December 14, 2006
My dearest darling John:
Thank you a hundred times
for thinking of me this way.
December 15, 2006
They are just
December 16, 2006
They are just darling but I must
insist, you've been too kind.
December 17, 2006
You are being too romantic.
December 18, 2006
Frankly, all those
birds squawking were beginning to get on my nerves.
December 19, 2006
So you're back to the birds again huh? These geese are huge. Where will I ever keep them?
The neighbors are complaining and I can't sleep through the racket. Please stop.
December 20, 2006
Seven swans a swimming. What kind of #### joke is this?
There's bird poop all over the house and they never stop the racket. I can't sleep at night and I'm a nervous wreck. It's not funny.
So stop those freaking birds.
December 21, 2006
It's not enough with all those birds and 8 maids a milking, but they had to bring their #### cows.
There is manure all over the lawn and I can't move in my own house.
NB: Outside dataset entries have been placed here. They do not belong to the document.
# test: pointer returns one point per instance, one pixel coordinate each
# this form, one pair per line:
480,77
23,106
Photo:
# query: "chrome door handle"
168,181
Just lay off me, smartass.
December 22, 2006
The cows are getting upset and they're stepping all over those screeching birds. What am I going to do? The
neighbors have started a petition to evict me.
December 23, 2006
You rotten jerk::
They've been balling those pipers all night long. Now the cows can't sleep and they've got diarrhea. My living room is a river of ####.
The Commissioner of Buildings has subpoenaed me to give cause why the building
shouldn't be condemned. I'm calling the police on you !
December 24, 2006
Those pipers ran through the maids and have been committing sodomy with the cows.
All twenty-three of the birds are dead. They've been trampled to death in the orgy. I hope you're
satisfied, you rotten vicious swine.
December 25, 2006
The destruction, of course, was total.
All correspondence should come to our attention.
If you should attempt to reach Miss McHolstein at Happy Dale
Sanitarium, the attendants have been instructed to shoot you on sight. With this letter please find attached a warrant for your arrest.